Ownership and Monetization Over Chat

Diving deeper into

Dave Nemetz, founder of Reverb Ventures, on the intersection of web3 and the creator economy

Interview
the Discord killer that eventually emerges will probably look nothing like Discord
Analyzed 4 sources

The real opening is not a better chat app, it is a product that turns community membership into a simpler and more useful workflow than hanging out in channels all day. Discord is hard to displace because it already has strong network effects, deep habit, and enough monetization features for many groups. A winner is more likely to start from checkout, coordination, or owned audience tools, then make conversation one feature inside a broader product.

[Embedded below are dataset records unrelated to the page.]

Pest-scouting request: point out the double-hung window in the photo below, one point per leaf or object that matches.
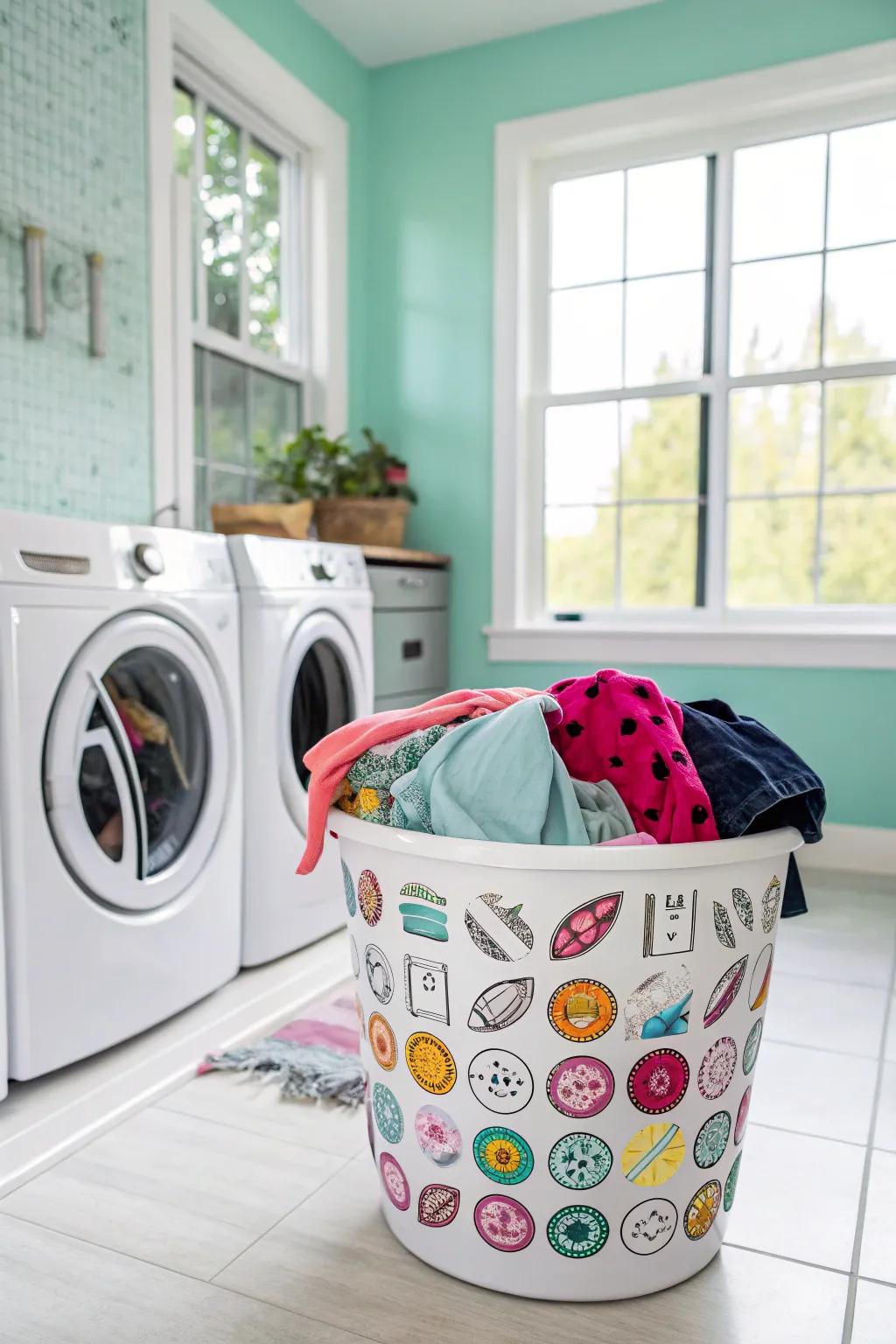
(696, 408)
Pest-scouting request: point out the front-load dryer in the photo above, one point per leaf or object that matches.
(308, 668)
(120, 780)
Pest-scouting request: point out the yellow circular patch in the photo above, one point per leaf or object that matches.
(430, 1062)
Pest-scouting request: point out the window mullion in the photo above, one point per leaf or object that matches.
(718, 396)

  • Discord already lets communities charge for access and has grown from $309M ARR in 2021 to an estimated $725M in 2024, which shows how much existing usage and revenue are packed into the incumbent. A clone with native token gating alone is attacking one feature, not the whole habit loop.
  • In creator tools, the strongest challengers often win by owning a narrower job. Gumroad worked as a checkout that creators could drop into TikTok, email, or Discord. Whop similarly sits beside Discord as the monetization layer for paid communities, instead of trying to replace the chat surface first.
  • The most credible web3 path in the interview is a web2.5 model where wallets and tokens are mostly hidden until the user wants to move assets out. That implies the breakout product may feel more like a commerce app, CRM, or game service with community built in, not a wall of rooms and threads.

The next wave of community products will be organized around ownership and monetization, not chat architecture. The platforms that win will make joining, paying, earning, and carrying identity across experiences feel easy, then let conversation happen in the background as supporting infrastructure.